After being overlooked for decades, this unique body of work has now been placed in a much-deserved spotlight by the Whitney Museum of American Art, which featured six Williams movies in its New American Film and Video Series recently. Williams, who died in 1969, is hardly a “new” film maker. But his work is as American as anything could be, and the museum--which takes a frequent interest in the byways of African-American cinema--has earned thanks for bringing it renewed attention.
Williams had a remarkable career. As a young man in Hollywood during the early years of sound film, he parlayed his knowledge of black folkways into a job with a major studio, where he worked on black-targeted “race movies” and other low-budget programming. But his real ambition was to make pictures based on the traditions he knew from his own rural Louisiana background. His big chance came in 1941, when he directed and acted in “The Blood of Jesus,” an astonishing 50-minute melodrama about a woman who has visions of heaven, hell, and her future life after being gravely wounded by her husband in a shooting accident.

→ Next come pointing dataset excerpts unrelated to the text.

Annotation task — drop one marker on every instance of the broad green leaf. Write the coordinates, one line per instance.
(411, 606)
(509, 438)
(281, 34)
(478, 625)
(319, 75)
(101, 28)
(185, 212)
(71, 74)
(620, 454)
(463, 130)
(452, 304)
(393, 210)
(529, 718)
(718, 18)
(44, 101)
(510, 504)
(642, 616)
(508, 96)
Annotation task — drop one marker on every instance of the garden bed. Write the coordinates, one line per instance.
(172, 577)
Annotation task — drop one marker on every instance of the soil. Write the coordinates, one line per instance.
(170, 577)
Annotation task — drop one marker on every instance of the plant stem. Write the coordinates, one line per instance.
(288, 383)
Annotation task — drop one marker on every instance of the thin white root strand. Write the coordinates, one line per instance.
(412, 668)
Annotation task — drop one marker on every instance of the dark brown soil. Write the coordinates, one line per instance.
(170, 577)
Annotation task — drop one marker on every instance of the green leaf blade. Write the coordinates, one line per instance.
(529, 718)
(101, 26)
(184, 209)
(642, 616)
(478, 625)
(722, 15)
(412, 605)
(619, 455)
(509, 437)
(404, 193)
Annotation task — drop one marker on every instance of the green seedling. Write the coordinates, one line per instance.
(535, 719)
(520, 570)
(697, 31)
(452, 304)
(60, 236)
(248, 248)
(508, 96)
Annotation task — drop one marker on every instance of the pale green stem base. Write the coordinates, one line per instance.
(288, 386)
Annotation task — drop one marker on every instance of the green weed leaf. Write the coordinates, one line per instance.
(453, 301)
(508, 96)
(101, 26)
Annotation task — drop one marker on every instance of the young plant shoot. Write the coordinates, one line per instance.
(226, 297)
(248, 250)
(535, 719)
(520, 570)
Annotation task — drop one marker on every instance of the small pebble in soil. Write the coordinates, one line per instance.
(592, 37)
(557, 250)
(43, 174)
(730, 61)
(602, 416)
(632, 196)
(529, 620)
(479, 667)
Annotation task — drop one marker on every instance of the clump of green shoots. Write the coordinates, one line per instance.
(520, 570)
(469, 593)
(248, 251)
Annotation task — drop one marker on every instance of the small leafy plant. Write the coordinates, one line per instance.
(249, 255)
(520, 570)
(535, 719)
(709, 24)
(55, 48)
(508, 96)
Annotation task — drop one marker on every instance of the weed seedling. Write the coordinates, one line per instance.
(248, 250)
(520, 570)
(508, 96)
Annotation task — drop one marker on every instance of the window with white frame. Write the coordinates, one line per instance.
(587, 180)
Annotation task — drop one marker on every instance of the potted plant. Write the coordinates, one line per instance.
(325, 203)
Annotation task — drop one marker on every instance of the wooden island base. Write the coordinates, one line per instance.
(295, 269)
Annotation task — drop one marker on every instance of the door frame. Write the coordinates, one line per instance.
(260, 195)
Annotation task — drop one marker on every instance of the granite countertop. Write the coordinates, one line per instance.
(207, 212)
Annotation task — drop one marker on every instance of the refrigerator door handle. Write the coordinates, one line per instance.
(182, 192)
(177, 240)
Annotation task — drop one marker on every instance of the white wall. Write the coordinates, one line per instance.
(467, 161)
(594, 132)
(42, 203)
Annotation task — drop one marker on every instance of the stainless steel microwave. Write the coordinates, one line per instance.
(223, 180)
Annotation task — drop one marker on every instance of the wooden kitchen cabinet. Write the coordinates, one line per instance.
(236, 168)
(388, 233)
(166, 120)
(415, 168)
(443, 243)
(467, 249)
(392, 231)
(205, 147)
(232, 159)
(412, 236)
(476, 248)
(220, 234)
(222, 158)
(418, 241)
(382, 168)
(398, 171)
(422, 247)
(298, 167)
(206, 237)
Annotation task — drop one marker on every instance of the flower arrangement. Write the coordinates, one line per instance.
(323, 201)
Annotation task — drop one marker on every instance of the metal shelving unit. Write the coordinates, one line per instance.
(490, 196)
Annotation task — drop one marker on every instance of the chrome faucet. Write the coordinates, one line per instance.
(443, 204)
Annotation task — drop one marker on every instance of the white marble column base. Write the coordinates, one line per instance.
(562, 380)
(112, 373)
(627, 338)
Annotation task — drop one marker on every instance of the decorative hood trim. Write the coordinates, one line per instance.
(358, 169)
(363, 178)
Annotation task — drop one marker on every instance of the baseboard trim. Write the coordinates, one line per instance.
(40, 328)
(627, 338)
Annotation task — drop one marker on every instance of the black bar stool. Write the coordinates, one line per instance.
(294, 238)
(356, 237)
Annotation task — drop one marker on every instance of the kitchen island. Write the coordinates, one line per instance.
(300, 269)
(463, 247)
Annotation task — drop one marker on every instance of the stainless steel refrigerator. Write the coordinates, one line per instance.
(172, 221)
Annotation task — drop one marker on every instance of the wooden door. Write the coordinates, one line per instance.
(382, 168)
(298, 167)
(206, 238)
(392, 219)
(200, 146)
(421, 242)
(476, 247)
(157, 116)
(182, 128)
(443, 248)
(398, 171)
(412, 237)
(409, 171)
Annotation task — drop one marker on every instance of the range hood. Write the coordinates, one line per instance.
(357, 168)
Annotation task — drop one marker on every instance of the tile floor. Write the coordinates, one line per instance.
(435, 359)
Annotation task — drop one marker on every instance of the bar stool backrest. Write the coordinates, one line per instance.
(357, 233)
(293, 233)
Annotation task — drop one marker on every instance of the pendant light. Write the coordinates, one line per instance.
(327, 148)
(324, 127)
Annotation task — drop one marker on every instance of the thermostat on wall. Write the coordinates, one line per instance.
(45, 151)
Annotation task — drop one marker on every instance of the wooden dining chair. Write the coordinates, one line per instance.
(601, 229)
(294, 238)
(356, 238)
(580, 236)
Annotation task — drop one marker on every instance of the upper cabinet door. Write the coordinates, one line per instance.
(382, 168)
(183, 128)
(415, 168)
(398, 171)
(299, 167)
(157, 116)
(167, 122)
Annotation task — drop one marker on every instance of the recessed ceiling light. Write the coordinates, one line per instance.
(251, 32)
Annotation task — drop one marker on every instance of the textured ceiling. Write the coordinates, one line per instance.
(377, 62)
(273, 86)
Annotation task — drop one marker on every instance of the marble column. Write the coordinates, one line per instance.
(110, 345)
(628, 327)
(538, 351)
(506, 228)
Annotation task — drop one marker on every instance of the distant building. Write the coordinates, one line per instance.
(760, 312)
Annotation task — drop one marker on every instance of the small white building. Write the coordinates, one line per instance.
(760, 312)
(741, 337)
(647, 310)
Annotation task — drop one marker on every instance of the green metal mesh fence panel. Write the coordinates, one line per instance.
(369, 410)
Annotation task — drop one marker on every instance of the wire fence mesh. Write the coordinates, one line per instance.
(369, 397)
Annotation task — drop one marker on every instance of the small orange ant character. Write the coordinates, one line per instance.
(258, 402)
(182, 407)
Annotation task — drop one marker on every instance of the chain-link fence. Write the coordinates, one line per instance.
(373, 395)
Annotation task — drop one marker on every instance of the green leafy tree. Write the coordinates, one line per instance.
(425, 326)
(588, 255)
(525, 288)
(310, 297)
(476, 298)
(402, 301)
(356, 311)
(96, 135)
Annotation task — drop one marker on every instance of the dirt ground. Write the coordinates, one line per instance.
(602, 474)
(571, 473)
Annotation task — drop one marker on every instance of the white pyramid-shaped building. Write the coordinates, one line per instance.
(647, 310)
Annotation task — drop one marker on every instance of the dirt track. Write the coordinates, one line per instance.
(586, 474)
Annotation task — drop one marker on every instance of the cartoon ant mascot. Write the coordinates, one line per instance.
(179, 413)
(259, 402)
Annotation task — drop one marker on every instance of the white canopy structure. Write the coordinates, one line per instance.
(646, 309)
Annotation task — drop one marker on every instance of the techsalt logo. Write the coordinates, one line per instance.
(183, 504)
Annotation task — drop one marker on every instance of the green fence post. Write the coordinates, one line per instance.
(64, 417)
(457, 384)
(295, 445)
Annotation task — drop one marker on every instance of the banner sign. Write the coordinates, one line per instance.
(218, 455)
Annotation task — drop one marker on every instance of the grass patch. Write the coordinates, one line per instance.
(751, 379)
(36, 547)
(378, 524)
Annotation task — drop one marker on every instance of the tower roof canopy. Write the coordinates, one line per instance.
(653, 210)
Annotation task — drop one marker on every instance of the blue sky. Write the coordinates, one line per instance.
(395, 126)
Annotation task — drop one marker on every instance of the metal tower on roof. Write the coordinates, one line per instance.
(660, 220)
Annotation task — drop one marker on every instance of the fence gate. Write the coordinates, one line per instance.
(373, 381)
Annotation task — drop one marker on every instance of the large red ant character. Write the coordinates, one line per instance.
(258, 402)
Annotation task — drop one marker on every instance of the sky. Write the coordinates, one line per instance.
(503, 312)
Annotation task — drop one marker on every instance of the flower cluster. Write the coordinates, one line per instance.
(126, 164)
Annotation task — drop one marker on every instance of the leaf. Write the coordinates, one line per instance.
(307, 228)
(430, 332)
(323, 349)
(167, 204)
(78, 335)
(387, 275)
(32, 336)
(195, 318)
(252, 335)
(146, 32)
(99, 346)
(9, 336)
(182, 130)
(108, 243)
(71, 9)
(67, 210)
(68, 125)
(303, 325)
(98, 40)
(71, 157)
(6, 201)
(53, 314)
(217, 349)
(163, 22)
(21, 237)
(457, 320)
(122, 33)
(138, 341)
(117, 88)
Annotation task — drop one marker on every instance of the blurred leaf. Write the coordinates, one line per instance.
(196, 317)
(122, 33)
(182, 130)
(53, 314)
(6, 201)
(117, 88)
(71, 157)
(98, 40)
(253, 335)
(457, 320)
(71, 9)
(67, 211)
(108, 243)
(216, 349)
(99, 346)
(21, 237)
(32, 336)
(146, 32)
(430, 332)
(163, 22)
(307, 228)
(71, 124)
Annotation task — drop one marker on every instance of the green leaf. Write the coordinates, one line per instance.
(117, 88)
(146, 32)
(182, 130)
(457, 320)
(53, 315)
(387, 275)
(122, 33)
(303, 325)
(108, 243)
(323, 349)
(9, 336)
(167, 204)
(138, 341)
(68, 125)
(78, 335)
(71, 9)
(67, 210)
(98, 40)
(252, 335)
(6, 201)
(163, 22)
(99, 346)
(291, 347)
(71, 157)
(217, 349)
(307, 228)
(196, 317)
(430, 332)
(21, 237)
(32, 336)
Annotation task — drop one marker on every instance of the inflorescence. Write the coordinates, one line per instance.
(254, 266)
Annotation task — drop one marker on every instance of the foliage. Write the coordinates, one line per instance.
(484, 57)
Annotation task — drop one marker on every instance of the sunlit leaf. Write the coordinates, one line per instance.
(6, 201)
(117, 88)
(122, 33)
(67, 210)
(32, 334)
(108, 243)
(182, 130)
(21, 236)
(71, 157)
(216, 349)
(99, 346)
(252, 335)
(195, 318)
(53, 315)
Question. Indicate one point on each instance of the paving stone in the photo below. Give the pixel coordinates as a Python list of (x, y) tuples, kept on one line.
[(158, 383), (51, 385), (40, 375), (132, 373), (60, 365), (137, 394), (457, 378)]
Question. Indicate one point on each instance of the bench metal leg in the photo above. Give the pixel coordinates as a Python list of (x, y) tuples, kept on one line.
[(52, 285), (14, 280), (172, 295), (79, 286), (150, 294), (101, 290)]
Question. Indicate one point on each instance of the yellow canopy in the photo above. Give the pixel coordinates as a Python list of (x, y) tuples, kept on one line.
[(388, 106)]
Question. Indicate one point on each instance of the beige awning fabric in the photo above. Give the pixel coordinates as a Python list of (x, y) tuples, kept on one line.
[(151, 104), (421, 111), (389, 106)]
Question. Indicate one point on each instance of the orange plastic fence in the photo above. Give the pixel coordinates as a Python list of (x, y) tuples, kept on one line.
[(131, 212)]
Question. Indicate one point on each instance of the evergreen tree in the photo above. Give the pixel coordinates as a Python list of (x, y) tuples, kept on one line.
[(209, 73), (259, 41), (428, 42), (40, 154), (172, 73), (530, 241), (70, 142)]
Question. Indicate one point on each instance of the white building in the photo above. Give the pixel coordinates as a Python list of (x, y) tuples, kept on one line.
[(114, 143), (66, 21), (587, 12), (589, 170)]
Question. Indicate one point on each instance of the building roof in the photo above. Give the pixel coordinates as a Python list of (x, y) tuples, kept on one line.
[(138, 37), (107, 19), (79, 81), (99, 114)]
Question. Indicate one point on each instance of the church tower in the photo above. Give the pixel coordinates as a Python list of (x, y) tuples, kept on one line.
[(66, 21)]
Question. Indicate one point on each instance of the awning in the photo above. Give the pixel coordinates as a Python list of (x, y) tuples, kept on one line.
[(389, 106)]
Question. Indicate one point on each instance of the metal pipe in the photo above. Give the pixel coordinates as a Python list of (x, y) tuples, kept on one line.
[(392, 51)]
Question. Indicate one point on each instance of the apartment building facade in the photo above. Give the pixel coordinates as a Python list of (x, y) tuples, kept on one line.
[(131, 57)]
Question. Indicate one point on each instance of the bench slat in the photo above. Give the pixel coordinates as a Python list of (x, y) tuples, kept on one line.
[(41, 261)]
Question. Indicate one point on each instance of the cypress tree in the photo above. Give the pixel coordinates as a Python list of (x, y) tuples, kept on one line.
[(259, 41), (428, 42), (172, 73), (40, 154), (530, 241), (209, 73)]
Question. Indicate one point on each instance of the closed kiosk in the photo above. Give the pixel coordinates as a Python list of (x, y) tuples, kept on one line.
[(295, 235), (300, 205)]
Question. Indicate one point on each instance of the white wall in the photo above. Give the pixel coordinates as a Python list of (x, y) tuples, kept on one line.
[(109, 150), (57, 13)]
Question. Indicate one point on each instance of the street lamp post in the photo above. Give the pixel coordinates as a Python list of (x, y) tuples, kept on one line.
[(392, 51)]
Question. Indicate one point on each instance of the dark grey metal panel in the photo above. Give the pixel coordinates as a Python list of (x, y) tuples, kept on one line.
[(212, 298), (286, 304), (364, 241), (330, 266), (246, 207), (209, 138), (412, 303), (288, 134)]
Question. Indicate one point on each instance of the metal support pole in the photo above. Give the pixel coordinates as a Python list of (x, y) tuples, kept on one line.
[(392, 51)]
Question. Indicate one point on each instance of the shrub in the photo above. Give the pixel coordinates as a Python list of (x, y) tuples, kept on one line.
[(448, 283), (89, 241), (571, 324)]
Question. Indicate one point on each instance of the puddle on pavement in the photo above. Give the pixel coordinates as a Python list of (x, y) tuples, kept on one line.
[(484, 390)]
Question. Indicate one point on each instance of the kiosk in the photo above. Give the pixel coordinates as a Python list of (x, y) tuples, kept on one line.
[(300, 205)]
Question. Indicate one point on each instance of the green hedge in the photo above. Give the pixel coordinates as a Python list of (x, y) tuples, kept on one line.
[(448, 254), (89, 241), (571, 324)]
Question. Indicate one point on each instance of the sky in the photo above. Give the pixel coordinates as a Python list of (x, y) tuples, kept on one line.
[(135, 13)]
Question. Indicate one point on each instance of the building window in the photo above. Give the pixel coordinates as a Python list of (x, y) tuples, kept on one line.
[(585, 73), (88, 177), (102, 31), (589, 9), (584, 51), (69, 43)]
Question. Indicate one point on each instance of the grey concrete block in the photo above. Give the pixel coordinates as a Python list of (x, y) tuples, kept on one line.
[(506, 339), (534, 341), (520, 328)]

There’s nothing remotely slick or sophisticated about this movie, which (like all the Williams films I’ve seen) has rough-hewn performances, editing, and camera work. Such technical drawbacks seem unimportant, though, in light of the moral passion and visual creativity that mark the picture. While its cinematic qualities are unpolished, they allow for a directness of expression and a purity of atmosphere that have few equivalents in Hollywood or anywhere else. Just as important, the performances bypass Hollywood-style realism in favor of a ritual quality that recalls the traditions of Southern black churches--just as some of the most powerful and complex American jazz has deep roots in the heritage of gospel and church-choir music.
I agree with Whitney guest curator Adrienne Lanier Seward, who assembled the Williams programs, that “The Blood of Jesus” marks the high point of Williams’ film career.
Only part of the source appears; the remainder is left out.